We are often asked for interview advice. While the recruiter you are working with may give you specific advice regarding your upcoming interview, here is some general advice that should help you prepare:
In advance of your upcoming interview, the number one bit of advice we can give you is to prepare and know the drug and its value to the market. It shows your initiative, intellectual curiosity, and your interest in the role.
For phone interviews, please get to a quiet place without distractions. If possible, please don’t drive while conducting the phone interview. Companies want to know they have your full attention.
Prepare, prepare, prepare. To the best of your ability, know the drug and/or pipeline, the company (particularly, their core values -interviews are often shaped around them), the competition, the market, and be ready to show that you have thought through how you will successfully take on the main objectives of the role. It shows initiative. You may want to think through or even write out a 30/60/90 day plan. Wear a suit and bring a few copies of your resume.
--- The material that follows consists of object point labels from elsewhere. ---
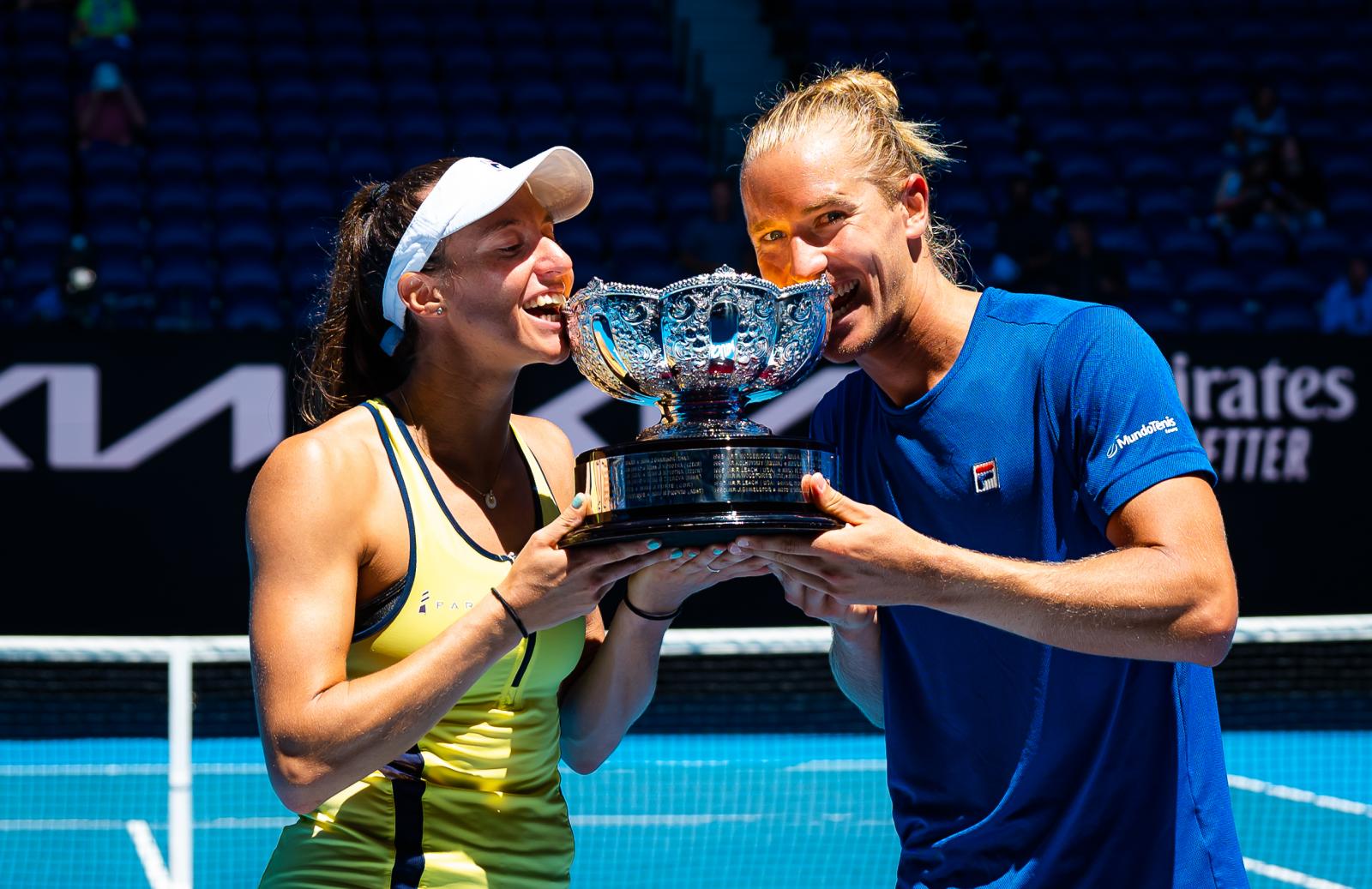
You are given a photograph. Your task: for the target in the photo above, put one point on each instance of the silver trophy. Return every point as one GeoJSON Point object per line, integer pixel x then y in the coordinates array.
{"type": "Point", "coordinates": [700, 349]}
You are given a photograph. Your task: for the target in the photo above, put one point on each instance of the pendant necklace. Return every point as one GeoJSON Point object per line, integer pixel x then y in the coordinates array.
{"type": "Point", "coordinates": [490, 493]}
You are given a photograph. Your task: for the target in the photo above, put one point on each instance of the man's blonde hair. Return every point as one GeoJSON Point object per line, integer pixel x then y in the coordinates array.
{"type": "Point", "coordinates": [864, 105]}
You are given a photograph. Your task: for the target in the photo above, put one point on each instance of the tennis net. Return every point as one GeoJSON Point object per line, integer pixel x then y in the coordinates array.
{"type": "Point", "coordinates": [139, 756]}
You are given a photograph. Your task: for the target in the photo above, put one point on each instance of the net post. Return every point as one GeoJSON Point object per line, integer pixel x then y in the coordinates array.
{"type": "Point", "coordinates": [180, 826]}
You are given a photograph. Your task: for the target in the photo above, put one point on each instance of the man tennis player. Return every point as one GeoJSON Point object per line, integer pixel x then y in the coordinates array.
{"type": "Point", "coordinates": [1036, 580]}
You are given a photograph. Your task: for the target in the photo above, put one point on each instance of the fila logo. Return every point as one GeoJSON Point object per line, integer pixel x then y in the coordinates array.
{"type": "Point", "coordinates": [984, 477]}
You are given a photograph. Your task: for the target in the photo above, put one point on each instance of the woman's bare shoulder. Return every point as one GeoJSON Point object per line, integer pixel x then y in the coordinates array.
{"type": "Point", "coordinates": [329, 470]}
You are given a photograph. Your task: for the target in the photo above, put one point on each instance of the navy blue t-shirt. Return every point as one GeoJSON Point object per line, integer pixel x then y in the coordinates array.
{"type": "Point", "coordinates": [1014, 763]}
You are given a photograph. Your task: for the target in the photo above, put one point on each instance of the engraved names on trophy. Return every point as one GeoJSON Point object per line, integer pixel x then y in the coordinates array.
{"type": "Point", "coordinates": [710, 475]}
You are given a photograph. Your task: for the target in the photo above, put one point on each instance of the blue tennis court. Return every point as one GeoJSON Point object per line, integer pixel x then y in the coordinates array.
{"type": "Point", "coordinates": [665, 811]}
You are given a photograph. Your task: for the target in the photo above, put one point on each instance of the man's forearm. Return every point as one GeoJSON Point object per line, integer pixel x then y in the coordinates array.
{"type": "Point", "coordinates": [1138, 603]}
{"type": "Point", "coordinates": [855, 658]}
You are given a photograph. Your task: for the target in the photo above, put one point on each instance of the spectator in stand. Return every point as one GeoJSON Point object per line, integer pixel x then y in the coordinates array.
{"type": "Point", "coordinates": [1348, 303]}
{"type": "Point", "coordinates": [1248, 196]}
{"type": "Point", "coordinates": [102, 29]}
{"type": "Point", "coordinates": [109, 113]}
{"type": "Point", "coordinates": [1026, 239]}
{"type": "Point", "coordinates": [719, 237]}
{"type": "Point", "coordinates": [1301, 194]}
{"type": "Point", "coordinates": [1088, 272]}
{"type": "Point", "coordinates": [1260, 123]}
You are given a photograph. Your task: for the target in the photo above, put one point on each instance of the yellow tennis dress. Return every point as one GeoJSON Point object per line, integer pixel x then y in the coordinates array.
{"type": "Point", "coordinates": [478, 800]}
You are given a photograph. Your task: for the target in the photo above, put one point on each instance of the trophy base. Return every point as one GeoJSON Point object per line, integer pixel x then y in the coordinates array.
{"type": "Point", "coordinates": [695, 491]}
{"type": "Point", "coordinates": [703, 530]}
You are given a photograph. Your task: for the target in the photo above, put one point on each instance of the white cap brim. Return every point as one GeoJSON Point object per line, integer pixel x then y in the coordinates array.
{"type": "Point", "coordinates": [470, 191]}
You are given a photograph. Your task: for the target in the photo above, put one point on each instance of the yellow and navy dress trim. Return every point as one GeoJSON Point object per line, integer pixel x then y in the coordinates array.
{"type": "Point", "coordinates": [478, 802]}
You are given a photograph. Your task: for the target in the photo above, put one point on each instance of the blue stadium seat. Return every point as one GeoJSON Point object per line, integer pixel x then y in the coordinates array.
{"type": "Point", "coordinates": [1067, 135]}
{"type": "Point", "coordinates": [178, 201]}
{"type": "Point", "coordinates": [41, 91]}
{"type": "Point", "coordinates": [111, 239]}
{"type": "Point", "coordinates": [617, 168]}
{"type": "Point", "coordinates": [239, 165]}
{"type": "Point", "coordinates": [1297, 285]}
{"type": "Point", "coordinates": [1353, 210]}
{"type": "Point", "coordinates": [1188, 249]}
{"type": "Point", "coordinates": [220, 59]}
{"type": "Point", "coordinates": [40, 59]}
{"type": "Point", "coordinates": [1158, 315]}
{"type": "Point", "coordinates": [250, 278]}
{"type": "Point", "coordinates": [114, 198]}
{"type": "Point", "coordinates": [1104, 99]}
{"type": "Point", "coordinates": [466, 63]}
{"type": "Point", "coordinates": [1220, 98]}
{"type": "Point", "coordinates": [45, 127]}
{"type": "Point", "coordinates": [1323, 250]}
{"type": "Point", "coordinates": [161, 62]}
{"type": "Point", "coordinates": [121, 273]}
{"type": "Point", "coordinates": [1026, 66]}
{"type": "Point", "coordinates": [175, 129]}
{"type": "Point", "coordinates": [638, 243]}
{"type": "Point", "coordinates": [1259, 249]}
{"type": "Point", "coordinates": [681, 171]}
{"type": "Point", "coordinates": [1102, 207]}
{"type": "Point", "coordinates": [1147, 173]}
{"type": "Point", "coordinates": [292, 95]}
{"type": "Point", "coordinates": [246, 242]}
{"type": "Point", "coordinates": [629, 209]}
{"type": "Point", "coordinates": [1164, 102]}
{"type": "Point", "coordinates": [409, 96]}
{"type": "Point", "coordinates": [352, 95]}
{"type": "Point", "coordinates": [40, 237]}
{"type": "Point", "coordinates": [537, 134]}
{"type": "Point", "coordinates": [33, 272]}
{"type": "Point", "coordinates": [1346, 98]}
{"type": "Point", "coordinates": [178, 166]}
{"type": "Point", "coordinates": [299, 165]}
{"type": "Point", "coordinates": [364, 165]}
{"type": "Point", "coordinates": [111, 162]}
{"type": "Point", "coordinates": [230, 96]}
{"type": "Point", "coordinates": [537, 98]}
{"type": "Point", "coordinates": [235, 129]}
{"type": "Point", "coordinates": [242, 203]}
{"type": "Point", "coordinates": [41, 201]}
{"type": "Point", "coordinates": [298, 129]}
{"type": "Point", "coordinates": [1290, 317]}
{"type": "Point", "coordinates": [182, 242]}
{"type": "Point", "coordinates": [1128, 242]}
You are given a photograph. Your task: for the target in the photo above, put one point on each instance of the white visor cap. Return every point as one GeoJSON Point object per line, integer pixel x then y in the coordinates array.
{"type": "Point", "coordinates": [471, 189]}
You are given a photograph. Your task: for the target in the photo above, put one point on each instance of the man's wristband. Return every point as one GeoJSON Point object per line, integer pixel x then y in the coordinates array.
{"type": "Point", "coordinates": [509, 610]}
{"type": "Point", "coordinates": [649, 615]}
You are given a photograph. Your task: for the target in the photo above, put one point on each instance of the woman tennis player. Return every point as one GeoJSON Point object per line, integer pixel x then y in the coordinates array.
{"type": "Point", "coordinates": [423, 652]}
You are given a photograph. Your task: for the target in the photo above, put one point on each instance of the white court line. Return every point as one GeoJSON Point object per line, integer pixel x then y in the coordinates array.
{"type": "Point", "coordinates": [662, 820]}
{"type": "Point", "coordinates": [827, 766]}
{"type": "Point", "coordinates": [118, 770]}
{"type": "Point", "coordinates": [148, 855]}
{"type": "Point", "coordinates": [15, 825]}
{"type": "Point", "coordinates": [1297, 795]}
{"type": "Point", "coordinates": [1287, 875]}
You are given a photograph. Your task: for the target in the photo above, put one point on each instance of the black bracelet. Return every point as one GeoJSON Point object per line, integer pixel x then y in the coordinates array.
{"type": "Point", "coordinates": [649, 615]}
{"type": "Point", "coordinates": [509, 610]}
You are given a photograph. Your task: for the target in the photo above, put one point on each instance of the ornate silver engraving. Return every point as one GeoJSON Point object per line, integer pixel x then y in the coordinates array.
{"type": "Point", "coordinates": [699, 349]}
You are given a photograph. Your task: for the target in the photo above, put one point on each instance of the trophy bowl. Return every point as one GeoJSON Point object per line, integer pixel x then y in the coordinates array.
{"type": "Point", "coordinates": [700, 350]}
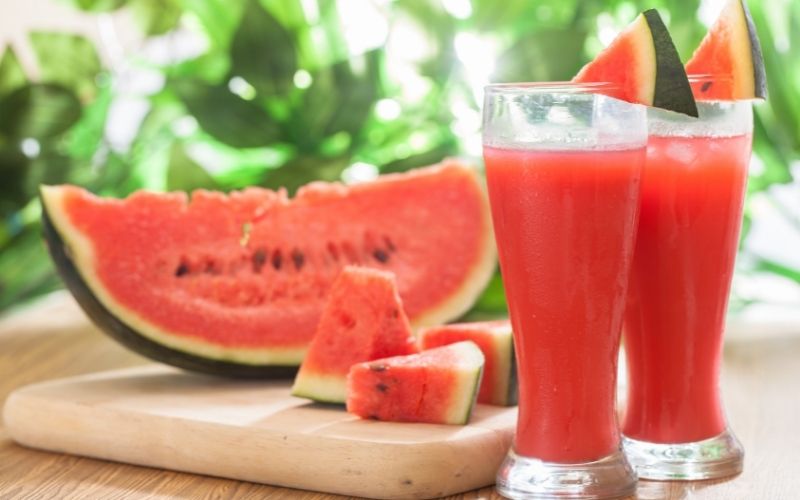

Some interview styles are conversational and some are behavioral-based formal interview questions. Be ready for questions that start with “tell me about a time when you….” or “what would you do if…”. Be concise in your responses but be ready to provide details and be prepared to give specifics when requested around your exact role in the situation/accomplishment, the challenges, the recognition, the results, what you learned, what you could have done better, etc.
Always have short stories ready to tell on a variety of topics that would include accomplishments and challenges, BUT be ready to dive into details when asked. Although there’s a place for “what would you do if…” questions that ask for a theoretical / philosophical answer, most interviewers want real-world examples of what you’ve already done in the past. A good talker can wax eloquent on grand strategies and philosophies, but the best interviewers can show, with specifics, how they’ve put those strategies into practice in the past and how they’ve resulted in a strong track record of success.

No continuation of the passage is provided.